Introduction to Message Passing Interface (MPI)

Linh B. Ngo

Message Passing

Processes communicate via messages
Messages can be
- Raw data to be used in actual calculations
- Signals and acknowledgements for the receiving processes regarding the workflow

History of MPI

Early 80s:

Various message passing environments were developed
Many similar fundamental concepts
N-cube (Caltech), P4 (Argonne), PICL and PVM (Oakridge), LAM (Ohio SC)

1992:

More than 80 reseachers from different institutions in US and Europe agreed to develop and implement a common standard for message passing
First meeting colocated with Supercomputing 1992

After finalization:

MPI becomes the de-factor standard for distributed memory parallel programming
Available on every popular operating system and architecture
Interconnect manufacturers commonly provide MPI implementations optimized for their hardware
MPI standard defines interfaces for C, C++, and Fortran
- Language bindings available for many popular languages (quality varies)

1994: MPI-1

Communicators
- Information about the runtime environments
- Creation of customized topologies
Point-to-point communication
- Send and receive messages
- Blocking and non-blocking variations
Collectives
- Broadcast and reduce
- Gather and scatter

1998: MPI-2

One-sided communication (non-blocking)
- Get & Put (remote memory access)
Dynamic process management
- Spawn
Parallel I/O
- Multiple readers and writers for a single file
- Requires file-system level support (LustreFS, PVFS)

2012: MPI-3

Revised remote-memory access semantic
Fault tolerance model
Non-blocking collective communication
Access to internal variables, states, and counters for performance evaluation purposes

Set up MPI on Palmetto for C/C++

Open a terminal and run the following commands.

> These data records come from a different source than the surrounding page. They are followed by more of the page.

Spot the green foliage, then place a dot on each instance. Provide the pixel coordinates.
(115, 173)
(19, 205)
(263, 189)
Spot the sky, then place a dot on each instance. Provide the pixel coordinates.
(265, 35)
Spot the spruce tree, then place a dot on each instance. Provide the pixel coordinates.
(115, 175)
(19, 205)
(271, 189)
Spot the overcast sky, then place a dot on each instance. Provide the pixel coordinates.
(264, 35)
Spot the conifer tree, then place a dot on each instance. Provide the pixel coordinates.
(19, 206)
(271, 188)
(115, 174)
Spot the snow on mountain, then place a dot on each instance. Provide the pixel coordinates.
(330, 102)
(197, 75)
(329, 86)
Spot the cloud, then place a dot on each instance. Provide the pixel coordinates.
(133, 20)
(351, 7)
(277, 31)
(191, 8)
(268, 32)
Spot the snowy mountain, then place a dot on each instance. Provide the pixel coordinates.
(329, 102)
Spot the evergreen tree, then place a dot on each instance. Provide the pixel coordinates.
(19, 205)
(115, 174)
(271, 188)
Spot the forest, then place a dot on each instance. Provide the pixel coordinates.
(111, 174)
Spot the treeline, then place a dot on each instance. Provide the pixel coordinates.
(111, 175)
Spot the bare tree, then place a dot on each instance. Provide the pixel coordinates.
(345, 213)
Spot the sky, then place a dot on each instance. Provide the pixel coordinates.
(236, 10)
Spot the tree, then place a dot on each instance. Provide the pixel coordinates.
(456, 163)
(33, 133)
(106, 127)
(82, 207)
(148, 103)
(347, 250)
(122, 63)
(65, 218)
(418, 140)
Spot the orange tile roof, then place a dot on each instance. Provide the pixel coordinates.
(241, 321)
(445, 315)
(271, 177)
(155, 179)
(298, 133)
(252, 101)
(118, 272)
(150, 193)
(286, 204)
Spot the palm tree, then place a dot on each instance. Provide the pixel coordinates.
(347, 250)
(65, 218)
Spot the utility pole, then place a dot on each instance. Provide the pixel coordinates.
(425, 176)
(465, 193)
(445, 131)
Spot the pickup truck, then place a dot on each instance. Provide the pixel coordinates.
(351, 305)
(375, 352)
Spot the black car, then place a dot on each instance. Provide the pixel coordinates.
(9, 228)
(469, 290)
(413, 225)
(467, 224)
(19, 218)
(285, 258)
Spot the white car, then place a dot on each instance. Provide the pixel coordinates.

For ssh-keygen, hit Enter for everything and don't put in a password when asked.

$ cd ~
$ sudo yum -y group install "Development Tools"
$ wget https://download.open-mpi.org/release/open-mpi/v3.1/openmpi-3.1.2.tar.gz
$ tar xzf openmpi-3.1.2.tar.gz
$ cd openmpi-3.1.2
$ ./configure --prefix=/opt/openmpi/3.1.2
$ sudo make
$ sudo make all install
$ echo "export PATH='$PATH:/opt/openmpi/3.1.2/bin'" >> ~/.bashrc
$ echo "export LD_LIBRARY_PATH='$LD_LIBRARY_PATH:/opt/openmpi/3.1.2/lib/'" >> ~/.bashrc
$ source ~/.bashrc
$ cd ~
$ ssh-keygen
$ ssh-copy-id localhost

After the above steps are completed successfully, you will need to return to the VM, run the command source ~/.bashrc and restart the Jupyter notebook server.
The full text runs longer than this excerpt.